Brief Amicus Curiae on Behalf of The American Jewish Committee, Omer Bartov, Michael Bazyler, Haim Beliak, Michael Berenbaum, Donald Burris, Judy Chicago, Richard Falk, Hector Feliciano, Eugene Fisher, Irving Greenberg, Peter Hayes, Douglas and Marjorie Kinsey, Douglas Kmiec, Marcia Sachs Littell, Hubert Locke, Carrie Menkel-Meadow, Bruce Pauley, John Pawlikowski, Carol Rittner, John Roth, Randol Schoenberg, William Shulman, Stephen Smith, Alan Steinweis, Melvyn Weiss, Donald Woodman, and Jonathan Zatlin, in Support of Plaintiffs-Respondents.

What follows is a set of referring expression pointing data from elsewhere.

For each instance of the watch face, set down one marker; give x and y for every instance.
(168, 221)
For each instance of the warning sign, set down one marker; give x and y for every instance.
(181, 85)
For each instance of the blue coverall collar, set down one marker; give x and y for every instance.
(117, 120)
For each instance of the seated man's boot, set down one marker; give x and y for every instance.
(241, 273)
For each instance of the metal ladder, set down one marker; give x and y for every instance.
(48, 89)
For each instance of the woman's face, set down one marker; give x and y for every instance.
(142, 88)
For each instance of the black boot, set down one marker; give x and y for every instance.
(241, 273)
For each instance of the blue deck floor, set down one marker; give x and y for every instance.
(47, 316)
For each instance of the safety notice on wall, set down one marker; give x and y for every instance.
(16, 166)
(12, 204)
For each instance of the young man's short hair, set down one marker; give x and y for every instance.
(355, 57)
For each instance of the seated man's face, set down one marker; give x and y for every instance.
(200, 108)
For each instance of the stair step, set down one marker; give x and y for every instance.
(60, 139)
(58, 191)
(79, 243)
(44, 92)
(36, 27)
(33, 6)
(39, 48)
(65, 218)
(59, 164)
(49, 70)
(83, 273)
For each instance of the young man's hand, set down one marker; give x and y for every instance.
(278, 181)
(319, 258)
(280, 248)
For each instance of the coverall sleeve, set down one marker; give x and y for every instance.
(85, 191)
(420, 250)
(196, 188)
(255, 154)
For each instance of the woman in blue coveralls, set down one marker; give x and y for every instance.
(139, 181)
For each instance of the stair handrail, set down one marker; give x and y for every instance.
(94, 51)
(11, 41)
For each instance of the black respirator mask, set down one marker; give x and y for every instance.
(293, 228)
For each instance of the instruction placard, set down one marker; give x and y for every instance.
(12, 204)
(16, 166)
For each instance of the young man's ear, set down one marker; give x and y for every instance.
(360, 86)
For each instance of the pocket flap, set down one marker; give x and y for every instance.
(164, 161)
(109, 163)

On December 16, 2016, President Obama signed into law the Holocaust Expropriated Art Recovery Act of 2016 (the “HEAR Act”), which passed both the House and Senate unanimously. Amici have particular interests implicated by the HEAR Act, which are set forth in Appendix A. None of the Amici has any financial or economic interest in the outcome of this appeal.

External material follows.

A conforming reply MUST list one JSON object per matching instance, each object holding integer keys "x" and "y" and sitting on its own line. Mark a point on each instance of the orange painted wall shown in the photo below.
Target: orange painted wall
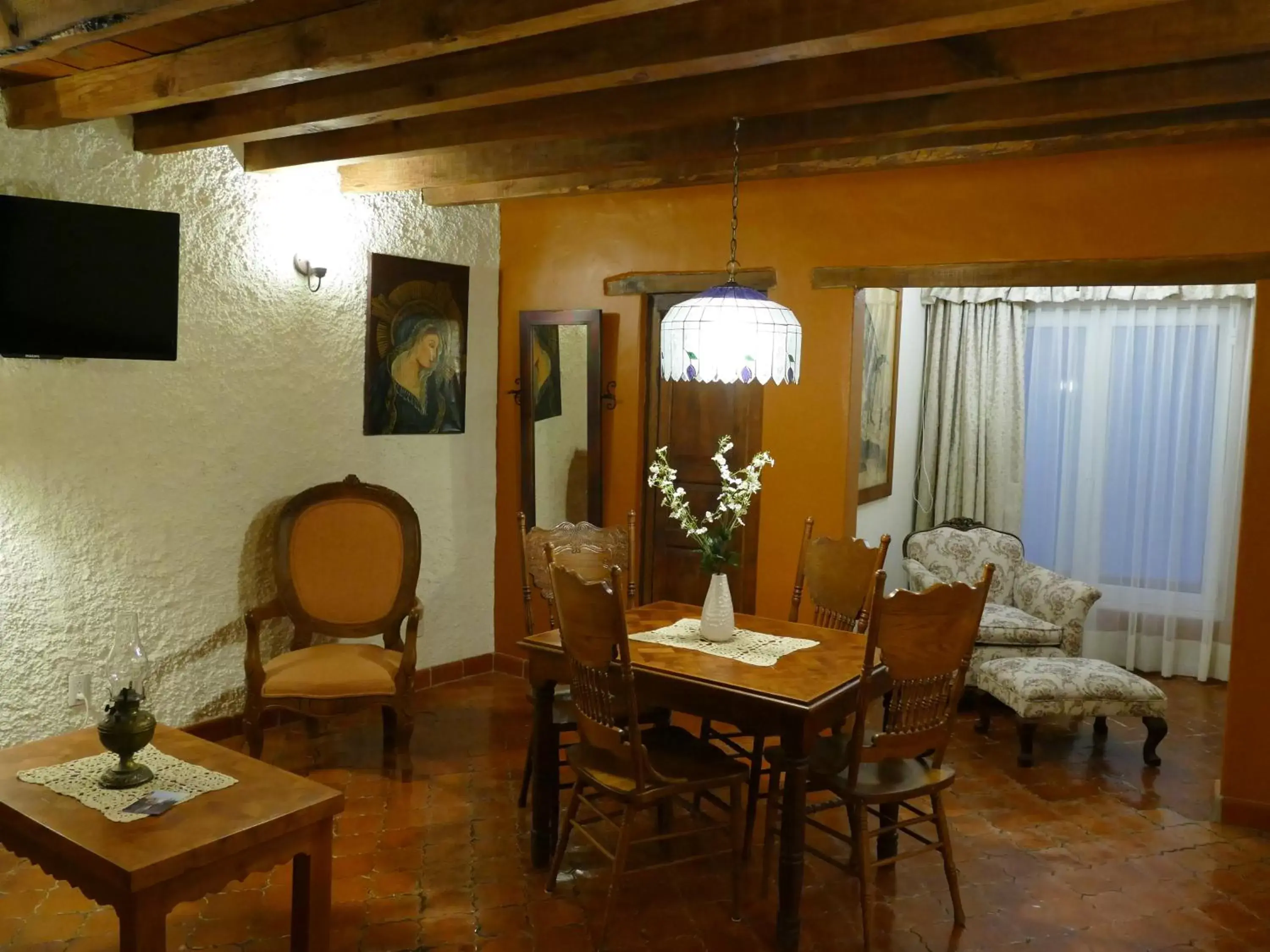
{"x": 1133, "y": 204}
{"x": 1245, "y": 766}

Amici underscore one specific way in which Nazis victimized Jews: robbery on a grand scale. The grand larceny should not be overlooked merely because mass murder was the foulest crime perpetrated by the Nazi conspirators…

…In Part I of the brief, we suggest that the HEAR Act does exactly what the Washington Principles and the Terezín Declaration failed to accomplish: provide binding legal language enabling fair and just resolution of conflicts over Recovery of Holocaust Expropriated Art. In Part II, we explain how the HEAR Act intersects with various technical defenses in this case focused on two pieces of art that were indisputably the property of Fritz Grunbaum.